En réalité, ce programme était une tentative de l’État pour saper la capacité des Autochtones à s’organiser pour obtenir des droits démocratiques et l’autodétermination – en employant des moyens à la fois ridicules et illégaux, généralement en même temps.

La répression des Autochtones par la GRC n’a rien de nouveau. Sans elle, le capitalisme canadien n’aurait jamais pu s’implanter. Cependant, le Programme sur l’extrémisme autochtone reflète un moment charnière où la lutte des Autochtones devenait plus consciente et organisée, alors que les révolutions anticoloniales secouaient le globe et que la Révolution (pas si) tranquille faisait rage au Québec. L’État cherchait à détruire le mouvement autochtone de l’intérieur, avant qu’il ne se transforme en une menace révolutionnaire.

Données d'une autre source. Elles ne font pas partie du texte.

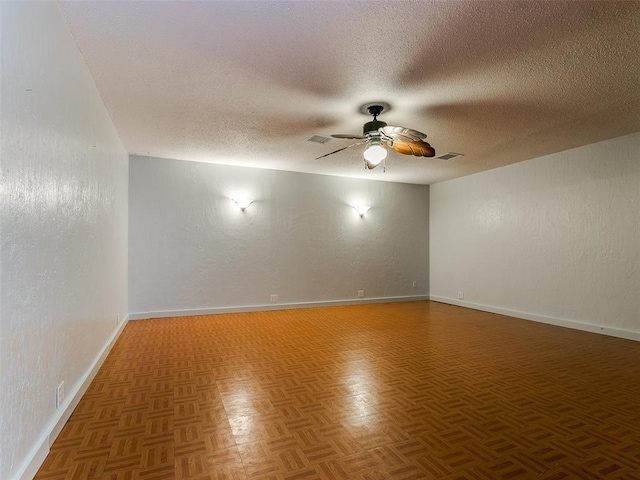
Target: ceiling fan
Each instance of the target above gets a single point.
(378, 136)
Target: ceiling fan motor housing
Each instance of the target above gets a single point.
(372, 127)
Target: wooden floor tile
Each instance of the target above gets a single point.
(415, 390)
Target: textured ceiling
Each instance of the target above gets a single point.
(248, 82)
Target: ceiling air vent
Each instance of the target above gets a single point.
(319, 139)
(449, 156)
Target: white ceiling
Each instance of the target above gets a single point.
(248, 82)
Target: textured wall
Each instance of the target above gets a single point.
(191, 247)
(63, 228)
(557, 237)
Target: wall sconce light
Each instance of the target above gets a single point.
(361, 209)
(242, 202)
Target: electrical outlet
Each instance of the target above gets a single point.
(59, 394)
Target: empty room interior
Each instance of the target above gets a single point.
(320, 239)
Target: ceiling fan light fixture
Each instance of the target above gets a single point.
(374, 154)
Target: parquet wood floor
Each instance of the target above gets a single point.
(389, 391)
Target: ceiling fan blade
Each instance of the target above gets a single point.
(418, 148)
(348, 135)
(402, 134)
(339, 150)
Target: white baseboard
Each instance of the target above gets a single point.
(560, 322)
(271, 306)
(39, 452)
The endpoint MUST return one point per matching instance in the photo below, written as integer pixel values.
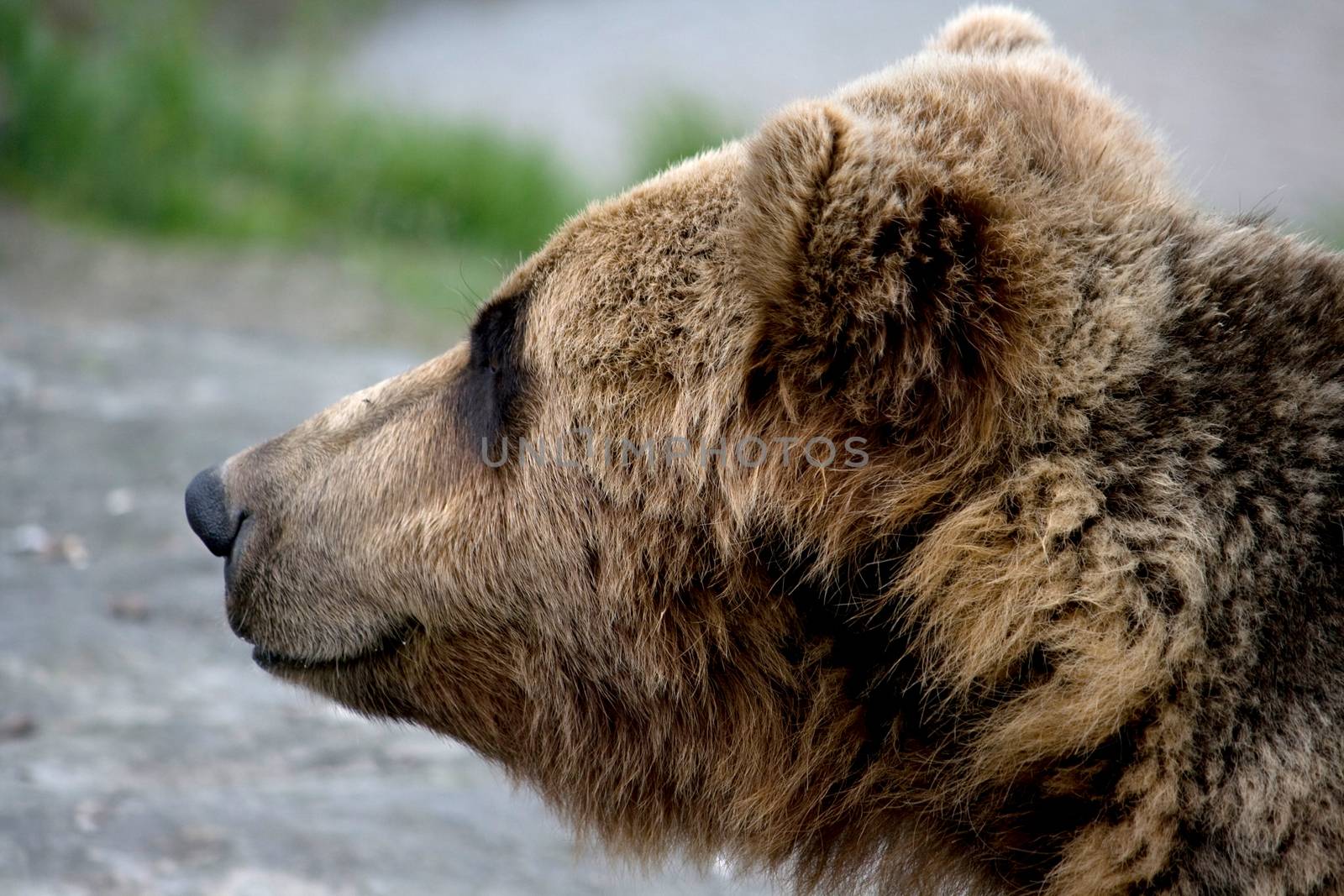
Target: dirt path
(140, 750)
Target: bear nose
(208, 513)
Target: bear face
(819, 503)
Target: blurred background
(218, 217)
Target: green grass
(136, 120)
(150, 127)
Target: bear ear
(873, 270)
(790, 165)
(991, 29)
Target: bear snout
(208, 513)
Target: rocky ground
(140, 750)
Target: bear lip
(386, 647)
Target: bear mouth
(390, 645)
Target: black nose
(207, 512)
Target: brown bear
(920, 495)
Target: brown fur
(1077, 625)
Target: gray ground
(140, 750)
(1249, 93)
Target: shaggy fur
(1077, 626)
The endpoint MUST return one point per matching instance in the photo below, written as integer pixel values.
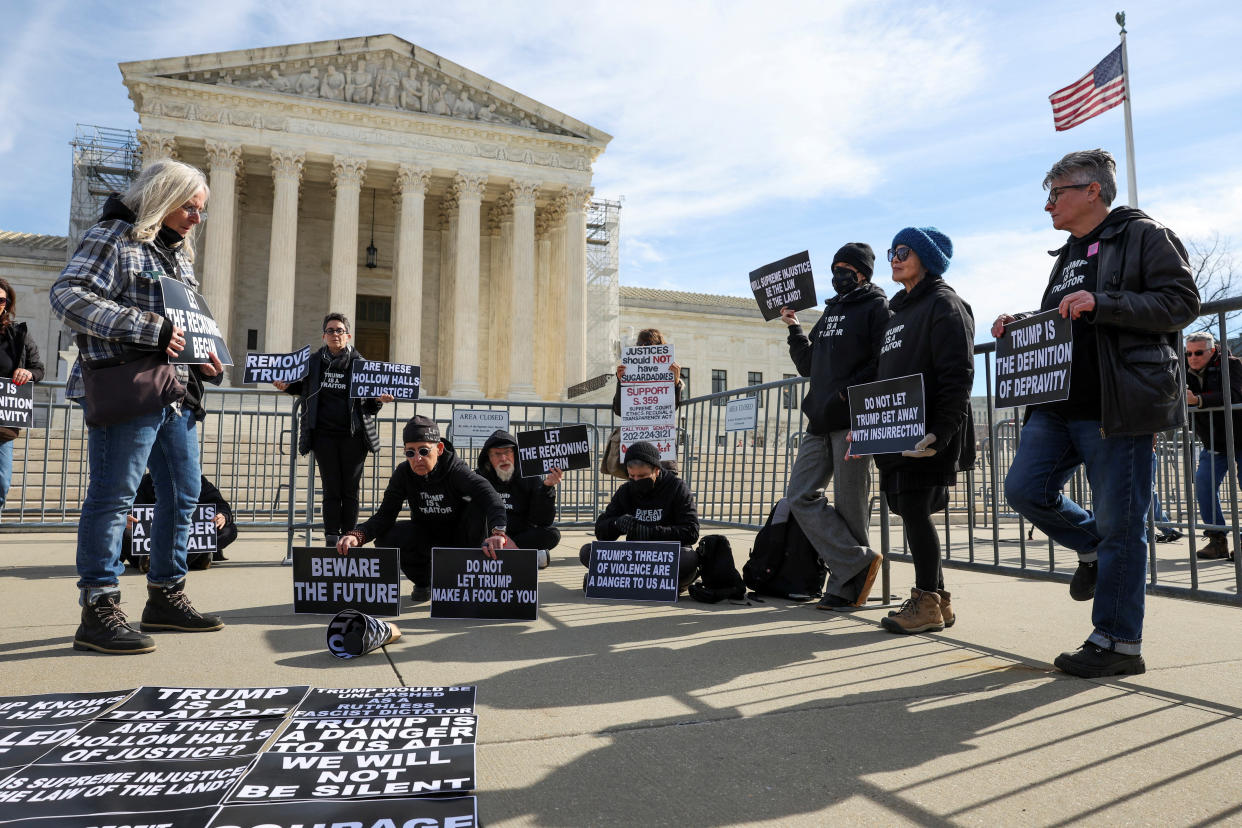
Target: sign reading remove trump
(887, 416)
(1032, 360)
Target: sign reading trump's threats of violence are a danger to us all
(788, 283)
(466, 584)
(370, 379)
(1032, 360)
(277, 368)
(367, 579)
(887, 416)
(188, 309)
(542, 451)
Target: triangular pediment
(383, 72)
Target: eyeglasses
(1055, 193)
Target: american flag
(1096, 92)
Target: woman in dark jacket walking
(932, 333)
(19, 361)
(340, 430)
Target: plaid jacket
(109, 291)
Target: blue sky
(743, 132)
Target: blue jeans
(1212, 468)
(165, 442)
(1119, 473)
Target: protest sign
(465, 584)
(740, 414)
(1032, 360)
(368, 703)
(278, 777)
(154, 704)
(58, 708)
(362, 735)
(16, 404)
(419, 812)
(367, 579)
(188, 309)
(785, 283)
(542, 451)
(631, 570)
(647, 364)
(277, 368)
(374, 379)
(887, 416)
(123, 741)
(149, 786)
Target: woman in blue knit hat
(932, 333)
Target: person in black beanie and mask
(840, 351)
(653, 504)
(339, 430)
(450, 505)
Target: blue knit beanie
(933, 247)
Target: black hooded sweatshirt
(528, 502)
(436, 499)
(665, 513)
(840, 351)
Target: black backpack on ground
(719, 577)
(783, 562)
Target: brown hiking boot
(1216, 548)
(919, 615)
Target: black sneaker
(106, 630)
(1082, 587)
(168, 607)
(1092, 662)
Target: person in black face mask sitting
(653, 504)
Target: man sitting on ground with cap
(530, 502)
(450, 505)
(653, 504)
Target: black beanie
(420, 430)
(860, 255)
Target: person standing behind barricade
(109, 293)
(840, 351)
(19, 361)
(1205, 387)
(530, 502)
(655, 504)
(1124, 282)
(450, 507)
(932, 333)
(338, 428)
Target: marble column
(347, 176)
(522, 268)
(217, 267)
(281, 283)
(406, 325)
(466, 337)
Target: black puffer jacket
(840, 351)
(932, 333)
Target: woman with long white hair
(109, 294)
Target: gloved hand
(920, 448)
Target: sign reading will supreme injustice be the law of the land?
(1032, 360)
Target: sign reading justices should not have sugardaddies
(188, 309)
(466, 584)
(542, 451)
(887, 416)
(367, 579)
(1032, 360)
(631, 570)
(788, 283)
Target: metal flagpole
(1132, 179)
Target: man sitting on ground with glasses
(450, 505)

Cette période a été déclenchée par le Livre blanc de 1969 de Pierre Elliott Trudeau, qui visait à supprimer les droits extrêmement limités garantis aux Autochtones en vertu de la Loi sur les Indiens, et à dégager Ottawa de toute responsabilité quant aux conditions de vie des communautés autochtones. À la même époque, les organismes de protection de la jeunesse retiraient des dizaines de milliers d’enfants autochtones à leurs familles dans le cadre de ce que l’on a appelé la « Rafle des années 60 ».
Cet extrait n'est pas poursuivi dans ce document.